Os bárbaros não perguntam antes

Após a queda do muro de Berlim, há catorze anos, desenhava-se um mundo em que os Estados Unidos seriam hegemônicos e dariam as cartas sem oposição. Foi decretada a queda do socialismo stalinista e a vitória do capitalismo americano. O capitalismo mostrou-se capaz de criar avanço tecnológico e consumo em escala maior, com liberdade. Se há consenso nisso, não se pode esquecer que à custa de um abismo social crescente.

Questões defendidas pela esquerda pareciam relegadas à lata de lixo. Foi decretado o salve-se quem puder, o mundo sem ideologia. Catorze anos depois o que se vê é o mundo confuso e os Estados Unidos mais perdidos que antes, quando sabiam quem era o inimigo. A hegemonia militar americana não foi traduzida em poder político hegemônico. Talvez hoje os EUA tenham menos poder que antes, quando havia a União Soviética e um muro a separar dois sistemas.

Os EUA moviam Alemanha, França, Inglaterra, Japão, como simples peões. Até a China por temer o poder soviético aliava-se vez e outra com os EUA. Agora, sem o poder soviético, essas potências se colocam no outro lado da mesa, para dizer não aos americanos. Os EUA estão cada vez mais sozinhos. E não há hegemonia quando se está sozinho. As principais nações do mundo estão tentando dizer que não há hegemonia e que uma nova ordem precisa ser construída. Que os americanos podem ter ogivas nucleares, mas não têm contra quem usá-las; esses instrumentos bélicos se tornaram obsoletos; se usados acabarão com a espécie humana, incluindo os americanos. O melhor é sentar e conversar de novo.

Uma outra questão tão ou mais importante que essa se coloca em Davos. Da mesma forma que não pode haver mundo equilibrado e saudável com a postura bélica bizarra de Washington, também não se pode haver mundo saudável com o crescente abismo entre ricos e pobres. Ou melhor, uma riqueza que não traduz em benefícios para a humanidade. Esta é uma outra guerra, sem nações, mas envolvendo todos os povos, de todas as nações, incluindo os próprios EUA.

A queda do muro de Berlim representou o fim de um sistema que não estava dando certo. Davos é um muro que representa um sistema também pressionado e que deve cair, mais cedo ou mais tarde, porque não está dando certo e está produzindo a semente de sua destruição, a miséria, a fome, o desespero. E a história mostrou em Berlim que quando um sistema não dá certo, o muro cai. Os velhos chavões de esquerda se tornam atuais, porque eram atuais antes da União Soviética e de seus satélites.

Assim como aconteceu na União Soviética, cedo ou tarde acontecerá nos países industrializados e ricos.
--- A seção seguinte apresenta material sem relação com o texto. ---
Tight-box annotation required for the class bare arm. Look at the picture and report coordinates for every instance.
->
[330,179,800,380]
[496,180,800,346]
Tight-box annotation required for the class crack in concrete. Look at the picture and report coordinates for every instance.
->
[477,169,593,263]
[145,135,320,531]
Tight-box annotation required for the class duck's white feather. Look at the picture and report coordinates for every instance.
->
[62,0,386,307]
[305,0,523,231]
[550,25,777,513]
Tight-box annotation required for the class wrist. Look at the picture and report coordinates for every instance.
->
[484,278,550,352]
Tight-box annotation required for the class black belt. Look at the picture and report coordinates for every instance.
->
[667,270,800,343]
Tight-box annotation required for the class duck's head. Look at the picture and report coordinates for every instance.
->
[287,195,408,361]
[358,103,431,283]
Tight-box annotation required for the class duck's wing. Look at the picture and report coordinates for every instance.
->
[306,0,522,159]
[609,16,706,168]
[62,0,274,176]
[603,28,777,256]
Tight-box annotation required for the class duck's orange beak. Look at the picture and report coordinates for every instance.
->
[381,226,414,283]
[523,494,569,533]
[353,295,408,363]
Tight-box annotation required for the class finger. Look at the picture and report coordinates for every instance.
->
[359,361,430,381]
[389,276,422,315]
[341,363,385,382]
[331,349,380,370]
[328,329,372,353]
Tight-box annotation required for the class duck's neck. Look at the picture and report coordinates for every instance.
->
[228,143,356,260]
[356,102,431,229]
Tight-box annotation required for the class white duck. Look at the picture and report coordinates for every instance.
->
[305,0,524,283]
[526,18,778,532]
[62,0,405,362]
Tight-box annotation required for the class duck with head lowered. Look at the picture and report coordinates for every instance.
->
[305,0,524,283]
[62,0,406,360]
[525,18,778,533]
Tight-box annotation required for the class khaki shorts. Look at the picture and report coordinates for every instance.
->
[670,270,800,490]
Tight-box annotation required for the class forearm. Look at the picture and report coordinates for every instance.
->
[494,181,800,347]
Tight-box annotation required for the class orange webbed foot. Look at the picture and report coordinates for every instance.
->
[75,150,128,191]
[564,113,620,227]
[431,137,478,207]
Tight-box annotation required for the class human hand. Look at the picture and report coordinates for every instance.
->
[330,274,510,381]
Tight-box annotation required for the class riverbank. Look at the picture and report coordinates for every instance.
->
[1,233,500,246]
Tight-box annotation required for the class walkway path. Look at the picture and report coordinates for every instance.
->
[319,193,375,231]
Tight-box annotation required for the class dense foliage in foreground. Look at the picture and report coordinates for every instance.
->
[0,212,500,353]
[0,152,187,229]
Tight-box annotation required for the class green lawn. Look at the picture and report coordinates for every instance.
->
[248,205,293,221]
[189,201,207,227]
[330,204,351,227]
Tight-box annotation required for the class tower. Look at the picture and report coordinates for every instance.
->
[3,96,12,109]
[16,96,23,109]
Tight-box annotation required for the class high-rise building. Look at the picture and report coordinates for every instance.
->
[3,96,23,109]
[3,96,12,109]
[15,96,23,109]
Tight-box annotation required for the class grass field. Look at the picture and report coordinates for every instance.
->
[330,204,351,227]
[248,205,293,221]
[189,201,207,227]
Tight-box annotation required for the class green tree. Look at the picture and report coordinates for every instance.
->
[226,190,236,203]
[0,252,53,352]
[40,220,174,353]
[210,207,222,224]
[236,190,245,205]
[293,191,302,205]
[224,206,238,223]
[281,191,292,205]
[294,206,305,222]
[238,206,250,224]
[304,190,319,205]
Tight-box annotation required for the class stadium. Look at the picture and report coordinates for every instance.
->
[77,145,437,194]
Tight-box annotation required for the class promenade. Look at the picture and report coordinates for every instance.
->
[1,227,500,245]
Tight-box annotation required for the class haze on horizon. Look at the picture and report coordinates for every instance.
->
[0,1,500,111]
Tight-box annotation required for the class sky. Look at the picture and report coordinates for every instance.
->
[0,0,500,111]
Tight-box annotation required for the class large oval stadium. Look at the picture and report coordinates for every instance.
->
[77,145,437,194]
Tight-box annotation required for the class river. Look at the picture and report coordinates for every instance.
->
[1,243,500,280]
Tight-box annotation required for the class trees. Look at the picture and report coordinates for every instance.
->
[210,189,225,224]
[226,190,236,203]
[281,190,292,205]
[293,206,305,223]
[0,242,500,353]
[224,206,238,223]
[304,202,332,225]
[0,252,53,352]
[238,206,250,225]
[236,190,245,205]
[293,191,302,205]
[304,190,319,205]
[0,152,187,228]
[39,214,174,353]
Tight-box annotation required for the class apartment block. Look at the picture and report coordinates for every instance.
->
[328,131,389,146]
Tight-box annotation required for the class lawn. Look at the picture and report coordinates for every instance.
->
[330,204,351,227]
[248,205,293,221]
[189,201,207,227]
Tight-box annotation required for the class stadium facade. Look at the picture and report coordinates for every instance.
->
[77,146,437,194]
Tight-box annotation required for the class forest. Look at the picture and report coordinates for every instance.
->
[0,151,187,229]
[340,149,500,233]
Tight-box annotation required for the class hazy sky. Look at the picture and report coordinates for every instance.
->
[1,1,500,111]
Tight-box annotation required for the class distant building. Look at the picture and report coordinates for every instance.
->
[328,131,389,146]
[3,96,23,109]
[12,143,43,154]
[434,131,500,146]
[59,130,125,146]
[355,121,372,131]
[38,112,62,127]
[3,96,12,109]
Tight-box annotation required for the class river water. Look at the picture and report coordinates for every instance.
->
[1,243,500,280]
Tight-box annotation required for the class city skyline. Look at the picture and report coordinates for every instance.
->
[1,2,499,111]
A cabeça de seus líderes vai rolar se não se sentarem, enquanto há tempo, para encontrar um mundo mais humano. E vai rolar da forma mais terrível, como rolaram a dos stalinistas em Moscou, dos aristocratas em Paris, dos romanos sob os bárbaros, entre outros. Ou se constrói uma civilização humana ou a barbárie se impõe. E os bárbaros não perguntam antes. O 11 de setembro de 2001 foi um aviso de sua ousadia e criatividade desesperada. Não adianta dizer que é coisa do mal, de Saddam ou de Satã. Esta é retórica de derrotados. O grande Satã do mundo é a miséria. É a fome. É o desespero.